使用知识图扩展电子医疗记录向量模型，以改进住院预测。

背景:应用于电子病历(emr)的人工智能方法有可能帮助医生通过加强分析和决策来节省时间，从而改善患者的健康状况。一方面，机器学习算法已经证明了它们在提取信息和利用从数据中提取的知识方面的有效性。另一方面，知识图通过依赖概念图式和形式化以及支持推理来捕获人类知识。利用医学领域大量的知识图谱，可以预处理和丰富机器学习算法使用的数据表示。医疗数据标准化是一个机会，可以共同利用知识图谱的丰富性和机器学习算法的能力。方法:我们提出了一种方法，通过在学习和预测之前从不同的知识图中提取信息来丰富电子病历的向量表示，以解决患者住院预测问题。此外，我们执行了从知识图中产生的特征的自动选择，以区分嘈杂的特征和有利于决策的特征。我们报告了我们在PRIMEGE PACA数据库上的实验结果，该数据库包含17名全科医生(gp)进行的60多万次咨询。结果:统计评估表明，我们提出的方法提高了住院预测。更准确地说，将从跨领域知识图中提取的特征注入到作为预测算法输入的emr向量表示中，可以显著提高预测的F1分数。结论:通过将来自公认参考来源的知识注入到电子病历的表示中，可以显著提高医疗事件的预测。未来的工作将是评估特征选择步骤与从几个知识图中提取的特征组合的影响。
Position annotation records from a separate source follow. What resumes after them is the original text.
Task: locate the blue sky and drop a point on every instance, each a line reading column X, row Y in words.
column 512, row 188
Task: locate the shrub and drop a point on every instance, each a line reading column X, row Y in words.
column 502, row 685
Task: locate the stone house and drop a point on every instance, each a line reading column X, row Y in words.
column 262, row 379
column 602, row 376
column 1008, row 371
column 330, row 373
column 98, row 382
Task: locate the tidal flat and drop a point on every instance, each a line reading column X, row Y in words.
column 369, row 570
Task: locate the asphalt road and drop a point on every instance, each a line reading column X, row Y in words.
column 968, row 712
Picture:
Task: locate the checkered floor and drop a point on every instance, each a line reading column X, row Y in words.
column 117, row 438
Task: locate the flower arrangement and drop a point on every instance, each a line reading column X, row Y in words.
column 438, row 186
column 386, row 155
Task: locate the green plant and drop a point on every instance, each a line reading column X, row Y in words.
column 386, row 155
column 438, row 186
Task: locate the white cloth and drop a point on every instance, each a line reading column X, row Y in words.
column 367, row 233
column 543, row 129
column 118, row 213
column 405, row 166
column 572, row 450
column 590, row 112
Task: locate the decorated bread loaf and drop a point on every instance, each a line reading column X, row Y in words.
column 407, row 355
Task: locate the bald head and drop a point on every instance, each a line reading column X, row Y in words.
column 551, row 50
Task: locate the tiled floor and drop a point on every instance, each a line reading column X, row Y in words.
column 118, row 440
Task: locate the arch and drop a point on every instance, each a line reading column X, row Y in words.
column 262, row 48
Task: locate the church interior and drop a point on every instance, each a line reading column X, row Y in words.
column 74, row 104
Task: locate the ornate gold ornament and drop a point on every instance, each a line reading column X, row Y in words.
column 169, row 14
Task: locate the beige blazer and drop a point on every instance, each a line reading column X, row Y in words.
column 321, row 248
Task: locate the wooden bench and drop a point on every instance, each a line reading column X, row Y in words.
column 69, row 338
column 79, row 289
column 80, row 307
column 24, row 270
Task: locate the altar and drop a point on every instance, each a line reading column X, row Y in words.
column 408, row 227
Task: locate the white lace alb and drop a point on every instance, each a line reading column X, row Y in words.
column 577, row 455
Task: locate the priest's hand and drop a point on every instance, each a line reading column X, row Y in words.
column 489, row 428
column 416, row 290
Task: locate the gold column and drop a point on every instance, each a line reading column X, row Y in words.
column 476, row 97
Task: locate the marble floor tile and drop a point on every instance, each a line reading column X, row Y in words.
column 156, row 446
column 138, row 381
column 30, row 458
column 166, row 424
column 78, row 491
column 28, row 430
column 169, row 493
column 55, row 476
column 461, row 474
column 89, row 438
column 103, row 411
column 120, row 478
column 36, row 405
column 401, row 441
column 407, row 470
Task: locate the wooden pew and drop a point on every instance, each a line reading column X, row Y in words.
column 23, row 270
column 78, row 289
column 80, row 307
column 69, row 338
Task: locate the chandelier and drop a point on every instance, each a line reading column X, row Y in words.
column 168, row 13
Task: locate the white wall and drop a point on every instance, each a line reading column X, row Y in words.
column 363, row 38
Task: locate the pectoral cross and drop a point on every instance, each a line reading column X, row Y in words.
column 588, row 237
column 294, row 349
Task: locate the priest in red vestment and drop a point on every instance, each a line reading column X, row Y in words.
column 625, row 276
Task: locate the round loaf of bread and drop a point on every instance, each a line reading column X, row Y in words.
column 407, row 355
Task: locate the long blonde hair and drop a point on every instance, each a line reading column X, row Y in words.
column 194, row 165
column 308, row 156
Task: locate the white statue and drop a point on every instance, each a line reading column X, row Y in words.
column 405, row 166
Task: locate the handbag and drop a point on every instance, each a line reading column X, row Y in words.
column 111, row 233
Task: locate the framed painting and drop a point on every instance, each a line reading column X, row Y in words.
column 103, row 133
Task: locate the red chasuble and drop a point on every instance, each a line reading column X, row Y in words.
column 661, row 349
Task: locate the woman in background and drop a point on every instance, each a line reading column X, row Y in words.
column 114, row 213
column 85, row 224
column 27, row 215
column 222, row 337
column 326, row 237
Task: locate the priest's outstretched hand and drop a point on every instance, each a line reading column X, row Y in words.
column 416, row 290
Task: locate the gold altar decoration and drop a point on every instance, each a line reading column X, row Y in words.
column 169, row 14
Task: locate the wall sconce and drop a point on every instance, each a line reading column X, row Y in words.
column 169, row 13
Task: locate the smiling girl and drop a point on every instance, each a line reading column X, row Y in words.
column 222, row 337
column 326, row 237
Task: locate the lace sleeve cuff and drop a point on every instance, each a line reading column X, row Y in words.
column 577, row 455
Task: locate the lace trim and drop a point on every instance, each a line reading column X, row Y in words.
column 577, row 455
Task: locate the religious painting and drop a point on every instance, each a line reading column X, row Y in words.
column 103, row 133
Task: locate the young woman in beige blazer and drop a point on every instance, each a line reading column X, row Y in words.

一种可能的方法是研究与概念相关的更多层次和属性，以及集成更多的语义注释器来利用非结构化数据。

本文章由计算机程序翻译，如有差异，请以英文原文为准。

求助全文

约1分钟内获得全文求助全文

来源期刊

Journal of Biomedical Semantics MATHEMATICAL & COMPUTATIONAL BIOLOGY-

CiteScore

4.20

自引率

5.30%

发文量

审稿时长

30 weeks

期刊介绍： Journal of Biomedical Semantics addresses issues of semantic enrichment and semantic processing in the biomedical domain. The scope of the journal covers two main areas: Infrastructure for biomedical semantics: focusing on semantic resources and repositories, meta-data management and resource description, knowledge representation and semantic frameworks, the Biomedical Semantic Web, and semantic interoperability. Semantic mining, annotation, and analysis: focusing on approaches and applications of semantic resources; and tools for investigation, reasoning, prediction, and discoveries in biomedicine.